Menurut Helen Galvez, juru bicara kepolisian, Syekh Aidh al Qarni tidak mengalami luka serius. Saat ini, ia sedang dirawat di sebuah rumah sakit di Kota Zamboanga dan pelaku penembakan telah dilumpuhkan.
“Syekh al Qarni hanya sedang menyampaikan kuliah umum (ceramah). Tiba-tiba datang seorang pria bersenjata dari kerumunan dengan membawa pistol kaliber 4.5. Melihat kejadian tersebut, penjaga keamanan langsung melumpuhkan pria tersebut hingga tewas,” ujar Galvez menerangkan kronologis penyerangan, dikutip dari The Guardian, Rabu (2/3/2016).

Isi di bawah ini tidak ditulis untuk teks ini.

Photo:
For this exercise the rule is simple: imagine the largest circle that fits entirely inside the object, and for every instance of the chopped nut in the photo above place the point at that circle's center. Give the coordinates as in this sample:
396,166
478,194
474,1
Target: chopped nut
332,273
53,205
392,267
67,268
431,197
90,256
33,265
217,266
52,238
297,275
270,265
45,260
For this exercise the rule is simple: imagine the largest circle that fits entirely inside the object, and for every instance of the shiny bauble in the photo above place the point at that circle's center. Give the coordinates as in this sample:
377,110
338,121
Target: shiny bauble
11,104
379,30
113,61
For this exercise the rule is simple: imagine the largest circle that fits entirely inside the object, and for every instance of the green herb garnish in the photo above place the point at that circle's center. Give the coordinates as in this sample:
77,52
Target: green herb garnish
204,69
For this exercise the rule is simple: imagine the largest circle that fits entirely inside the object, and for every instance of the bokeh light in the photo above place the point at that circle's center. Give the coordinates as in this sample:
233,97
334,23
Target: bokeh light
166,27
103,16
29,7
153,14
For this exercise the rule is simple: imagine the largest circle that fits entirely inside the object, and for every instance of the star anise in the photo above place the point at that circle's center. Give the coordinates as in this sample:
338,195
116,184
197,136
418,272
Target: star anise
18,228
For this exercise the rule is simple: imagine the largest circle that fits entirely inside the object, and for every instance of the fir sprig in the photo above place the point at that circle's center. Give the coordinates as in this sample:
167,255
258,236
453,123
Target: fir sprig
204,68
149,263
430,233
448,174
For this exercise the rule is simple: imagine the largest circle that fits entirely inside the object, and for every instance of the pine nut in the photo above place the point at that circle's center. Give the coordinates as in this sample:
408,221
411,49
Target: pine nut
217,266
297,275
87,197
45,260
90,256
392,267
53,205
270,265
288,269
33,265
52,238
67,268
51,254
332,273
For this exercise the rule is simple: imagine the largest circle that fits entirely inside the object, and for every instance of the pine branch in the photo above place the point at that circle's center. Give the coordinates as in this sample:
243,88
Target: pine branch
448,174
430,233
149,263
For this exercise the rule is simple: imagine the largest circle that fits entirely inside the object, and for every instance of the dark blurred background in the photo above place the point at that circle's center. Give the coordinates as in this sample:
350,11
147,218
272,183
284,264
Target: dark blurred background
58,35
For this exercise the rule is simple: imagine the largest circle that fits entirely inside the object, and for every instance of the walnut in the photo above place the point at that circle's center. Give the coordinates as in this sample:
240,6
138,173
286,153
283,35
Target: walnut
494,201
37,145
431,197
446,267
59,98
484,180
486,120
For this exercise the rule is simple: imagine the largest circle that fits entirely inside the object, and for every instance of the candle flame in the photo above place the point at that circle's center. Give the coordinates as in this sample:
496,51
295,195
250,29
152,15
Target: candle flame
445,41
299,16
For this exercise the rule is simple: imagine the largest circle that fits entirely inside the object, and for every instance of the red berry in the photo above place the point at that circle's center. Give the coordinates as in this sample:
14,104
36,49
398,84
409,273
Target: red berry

Sementara menurut pihak Kedutaan Besar Saudi di Manila, pelaku menyerang sesaat setelah al Qarni meninggalkan konferensi.
“Seorang pria mendekati mobilnya dan menembak tangannya usai menghadiri undangan dari asosiasi keagamaan setempat,” terang pihak Kedubes Saudi di Manila.
Pelaku penembakan kemudian diketahui sebagai warga Filipina. Sedangkan, dua warga Filipina lainnya yang diketahui bekerja sama dengan pelaku juga telah ditahan oleh pihak kepolisian. Hingga saat ini, pihak kepolisian belum mengetahui latar belakang kelompok tersebut dan apa motif penembakan.
“Kami belum tahu siapa mereka dan apa motif pelaku. Namun demi alasan keamanan, kami akan segera menerbangkan Qarni ke ke Manila,” tambahnya.
Syekh Aidh al-Qarni dikenal sebagai ulama senior dan juga penulis buku Awakening Islam. Saking populernya di Saudi, jumlah pengikut dia di Twitter mencapai lebih dari 12 juta orang.
Bulan lalu, sekelompok militan dilaporkan melancarkan serangan di area militer terpencil di Filipina Selatan. Ketika melakukan penyerbuan, mereka sempat melambaikan bendera hitam Islamic State (ISIS).
Bentrok antara aparat dan kelompok teroris itupun tak terhindarkan. Dalam kurun waktu seminggu, sedikitnya 12 kelompok ekstremis dan lima tentara Filipina meninggal seketika.
Kota Zamboga memiliki populasi campuran, antara Kristen dan Muslim. Kondisi ini menyebabkan daerah ini sering kali menjadi target penyerangan kelompok militan Muslim di Filipina.
Pada tahun 2013, salah satu kelompok pemberontak Muslim juga menyerang wilayah ibu kota. Serangan ini mengakibatkan terjadinya bentrok dengan aparat keamanan selama tiga minggu dan 200 orang meninggal dunia.